A new LIMRA study about African Americans finds that middle-market African Americans are more likely to consider ‘saving for an emergency fund’ as a top financial priority than the middle market as a whole (74 percent vs. 62 percent). Debt reduction goals also are considerably more important for middle-market African Americans.
African Americans make up 12 percent of the 52 million households in the middle market and are more likely than the general population to own life insurance.
The study found that 6 in 10 middle-market African Americans own individual life insurance, compared to only 46 percent of the U.S. middle market. Their higher rates of ownership are in line with their positive attitudes about life insurance.
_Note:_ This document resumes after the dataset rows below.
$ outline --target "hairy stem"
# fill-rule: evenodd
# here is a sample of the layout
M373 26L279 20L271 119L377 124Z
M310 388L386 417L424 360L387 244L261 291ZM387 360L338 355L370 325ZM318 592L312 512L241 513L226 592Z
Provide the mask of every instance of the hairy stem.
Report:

Only about half of the general middle market strongly agrees that most people need life insurance; in sharp contrast, 7 in 10 African Americans strongly agree with this statement.
Nearly half of uninsured and a full third of insured middle-market African Americans say they are likely to buy life insurance in the next 12 months, which is much higher than the total middle market. LIMRA’s research revealed that only 29 percent of uninsured middle-market consumers are likely to buy in the next year, and only a quarter of middle-market consumers with life insurance intend to buy additional coverage.
When choosing a life insurer, a company’s reputation for service and paying claims are the highest rated characteristics for both African Americans and the broader middle market. Sixty-two percent of African Americans also rank a company’s brand as an essential consideration, compared with the market overall, where less than half see this as a priority.
Financial professionals who are willing to educate, explain and be responsive are the most preferred across the entire middle market. Financial professionals who can show how life insurance fits into a client’s overall financial situation are favored by a much higher proportion of middle-market African Americans than the general market.
LIMRA’s research suggests that to effectively reach the African American market, financial professionals can provide potential clients with strategies for saving and debt reduction. Financial professionals also have a clear opportunity to discuss financial protection because African Americans are more likely to own and buy life insurance.